Now think about your own business - for example, if you’re a dentist who specializes in painless procedures, you could mount a social media campaign in which people post videos talking about their worst fears about going to a dentist. Sharing these fears can make your audience feel like they’re not the only ones in the world who hate going to the dentist, but it can also serve as a powerful testimony about how your services remove these fears in one fell swoop.
You’re not telling a story about painless dentistry, you’re telling a story about comfort, security and relief for people who have a long-standing fear - understanding your specific story angle is important in developing your approach.
Marketing a toilet-paper company has some challenges, but Charmin has toed the fine line of using ‘potty’ humor to drive its social media marketing.
One perfect example is the company’s #EnjoytheGo social media campaign, which featured the familiar Charmin bear family. In the campaign’s tagline of “Sit Back, Relax And Enjoy The Go,’ the word ‘go’ was clearly meant as a code word for visiting the bathroom.
Instead of referencing the act itself, Charmin's campaign was all about making the experience as comfortable and enjoyable as possible.

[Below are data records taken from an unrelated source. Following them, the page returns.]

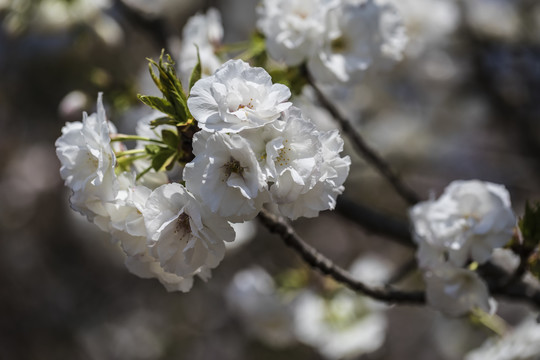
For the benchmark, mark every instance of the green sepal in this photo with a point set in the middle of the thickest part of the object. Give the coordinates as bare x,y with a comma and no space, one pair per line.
166,120
196,74
164,159
153,149
174,103
170,138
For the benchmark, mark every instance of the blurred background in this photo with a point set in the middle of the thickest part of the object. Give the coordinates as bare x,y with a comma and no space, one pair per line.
464,103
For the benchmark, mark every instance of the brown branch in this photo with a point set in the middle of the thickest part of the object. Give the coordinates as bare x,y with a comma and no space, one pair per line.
361,146
279,226
518,290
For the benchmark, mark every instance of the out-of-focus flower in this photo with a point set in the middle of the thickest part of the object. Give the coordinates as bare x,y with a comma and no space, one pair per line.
292,28
521,343
342,327
252,296
468,221
456,291
237,97
357,35
480,14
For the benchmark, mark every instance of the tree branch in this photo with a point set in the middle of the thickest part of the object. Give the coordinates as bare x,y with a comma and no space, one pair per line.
361,146
279,226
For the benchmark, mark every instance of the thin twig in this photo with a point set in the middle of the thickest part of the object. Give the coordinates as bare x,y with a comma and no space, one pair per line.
317,260
361,146
403,271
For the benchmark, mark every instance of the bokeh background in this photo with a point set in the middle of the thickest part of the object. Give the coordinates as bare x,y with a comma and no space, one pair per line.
464,103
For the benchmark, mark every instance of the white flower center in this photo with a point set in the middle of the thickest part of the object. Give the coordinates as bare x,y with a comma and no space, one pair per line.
249,105
283,156
182,226
232,166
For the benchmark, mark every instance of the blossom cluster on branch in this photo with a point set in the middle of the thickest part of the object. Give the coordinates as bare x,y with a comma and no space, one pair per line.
253,148
225,144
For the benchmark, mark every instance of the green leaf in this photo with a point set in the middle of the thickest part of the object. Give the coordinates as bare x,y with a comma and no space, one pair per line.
157,103
197,71
152,149
170,138
172,88
529,225
163,121
174,101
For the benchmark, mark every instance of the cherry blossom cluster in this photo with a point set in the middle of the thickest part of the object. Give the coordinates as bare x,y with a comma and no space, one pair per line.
254,148
457,232
338,39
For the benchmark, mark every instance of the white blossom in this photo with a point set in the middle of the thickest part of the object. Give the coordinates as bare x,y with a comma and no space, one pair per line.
342,327
205,33
253,297
456,291
357,34
292,28
88,162
304,170
225,174
332,174
521,343
182,234
237,97
468,221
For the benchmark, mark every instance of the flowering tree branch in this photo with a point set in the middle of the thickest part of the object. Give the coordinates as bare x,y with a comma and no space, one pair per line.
362,147
279,226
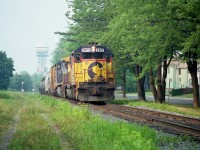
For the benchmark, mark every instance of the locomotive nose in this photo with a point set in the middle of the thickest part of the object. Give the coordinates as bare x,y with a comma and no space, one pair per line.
97,91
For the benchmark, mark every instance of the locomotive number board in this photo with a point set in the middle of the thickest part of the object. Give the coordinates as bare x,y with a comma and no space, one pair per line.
90,50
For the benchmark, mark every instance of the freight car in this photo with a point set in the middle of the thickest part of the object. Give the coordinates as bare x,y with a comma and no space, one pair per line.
86,75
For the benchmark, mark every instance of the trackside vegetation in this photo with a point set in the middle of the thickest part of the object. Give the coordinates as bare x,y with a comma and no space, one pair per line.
43,122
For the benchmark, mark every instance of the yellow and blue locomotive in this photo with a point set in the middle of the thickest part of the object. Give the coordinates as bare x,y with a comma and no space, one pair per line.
86,75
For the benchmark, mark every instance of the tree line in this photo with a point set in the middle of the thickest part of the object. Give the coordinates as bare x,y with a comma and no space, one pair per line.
16,81
144,36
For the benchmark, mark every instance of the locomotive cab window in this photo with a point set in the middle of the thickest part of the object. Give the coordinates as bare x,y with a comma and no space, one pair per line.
98,55
87,55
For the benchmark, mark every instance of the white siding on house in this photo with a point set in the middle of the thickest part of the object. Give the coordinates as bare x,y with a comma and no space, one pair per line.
179,76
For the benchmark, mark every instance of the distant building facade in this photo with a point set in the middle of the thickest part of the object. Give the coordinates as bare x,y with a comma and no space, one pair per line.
42,55
178,75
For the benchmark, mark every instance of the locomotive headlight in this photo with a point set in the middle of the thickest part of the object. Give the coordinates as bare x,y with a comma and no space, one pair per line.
93,48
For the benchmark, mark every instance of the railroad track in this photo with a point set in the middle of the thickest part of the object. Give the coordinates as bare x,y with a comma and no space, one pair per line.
171,123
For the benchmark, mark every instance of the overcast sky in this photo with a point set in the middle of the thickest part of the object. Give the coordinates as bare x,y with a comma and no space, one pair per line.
23,23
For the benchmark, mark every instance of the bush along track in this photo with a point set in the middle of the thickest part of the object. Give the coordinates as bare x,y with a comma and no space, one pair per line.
47,123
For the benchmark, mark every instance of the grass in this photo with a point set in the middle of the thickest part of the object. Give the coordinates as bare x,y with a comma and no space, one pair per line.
47,123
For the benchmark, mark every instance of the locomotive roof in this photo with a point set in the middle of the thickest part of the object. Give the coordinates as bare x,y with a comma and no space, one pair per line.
101,48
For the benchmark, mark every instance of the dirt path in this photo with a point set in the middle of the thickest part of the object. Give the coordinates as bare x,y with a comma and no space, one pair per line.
10,132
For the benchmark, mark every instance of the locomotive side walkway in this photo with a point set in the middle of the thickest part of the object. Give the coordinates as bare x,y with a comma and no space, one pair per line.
168,99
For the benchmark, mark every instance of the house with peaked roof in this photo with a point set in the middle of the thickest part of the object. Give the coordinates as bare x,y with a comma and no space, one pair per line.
178,75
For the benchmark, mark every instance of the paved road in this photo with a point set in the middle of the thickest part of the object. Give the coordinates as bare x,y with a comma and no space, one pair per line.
171,100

The campaign even used words like “The relief, the calm, the clean, the joy, the pride.”
Charmin’s storytelling is all about making a taboo subject as normal as talking about going for a swim or visiting the grocery store. By using humor with a subject that could easily be interpreted as offensive, Charmin has branded its product without actually ever talking about what that product does.
DirecTV has a "small fish in a big pond" problem.
The company is smaller than its giant cable competitors, and it's also playing in a different space, because it offers satellite services instead of cable, which is a much smaller piece of the industry pie. But instead of shrinking from the fight, DirecTV launched social media campaigns which target cable subscribers by showing how much their lives could improve by shedding cable.
The most memorable campaign featured well-known actor Rob Lowe, who appeared in spots in which he would play ‘good’ Rob Lowe, who switched over to satellite and was well dressed, stable and happy - versus ‘bad’ versions of Rob Lowe, who remained a cable subscriber and did nothing worthwhile with his life.
The storytelling in this campaign was brilliant, because it was such a primal, easy-to-understand good versus evil tale. On one side, the put-together version of Rob Lowe had achieved success and stability by investing in satellite. On the other, the seamy and downtrodden versions of Lowe had stuck with cable, and lived miserable, unchanging lives.
The campaign was successful, because it was funny, but also because it associated success, happiness and positivity with DirecTV, and misery and a lack of prospects with cable TV.
While outrageous and hilarious, the storytelling shone through in the American ideal of changing the status quo as a means of upward mobility - and DirecTV did all of that in less than 60 seconds through narrative and impressive visuals.
Although that campaign ended a few years ago, DirecTV is mining the same territory with its new campaign in which it compares ‘weird’ people who enjoy uncomfortable or painful situations (like hot coffee being poured on their thighs), and normal people who enjoy subscribing to DirecTV.
If you can find a humorous and/or outrageous way to contrast one group that would find your product or service appealing, with another group that “just doesn’t get it,” you can likely find storytelling success.
Storytelling Is Human-Centered Marketing
People love stories because they crave a sense of connection to something outside of themselves. And when marketers find creative ways to sell the human side of their products and services, instead of the actual products and services, they can hit significant pay dirt.
Storytelling is basic communication - it has a beginning that hooks your audience, a middle that presents the problem, and a happy ending. Tap into that primal need, and you can boost your brand awareness - and ultimately increase conversions.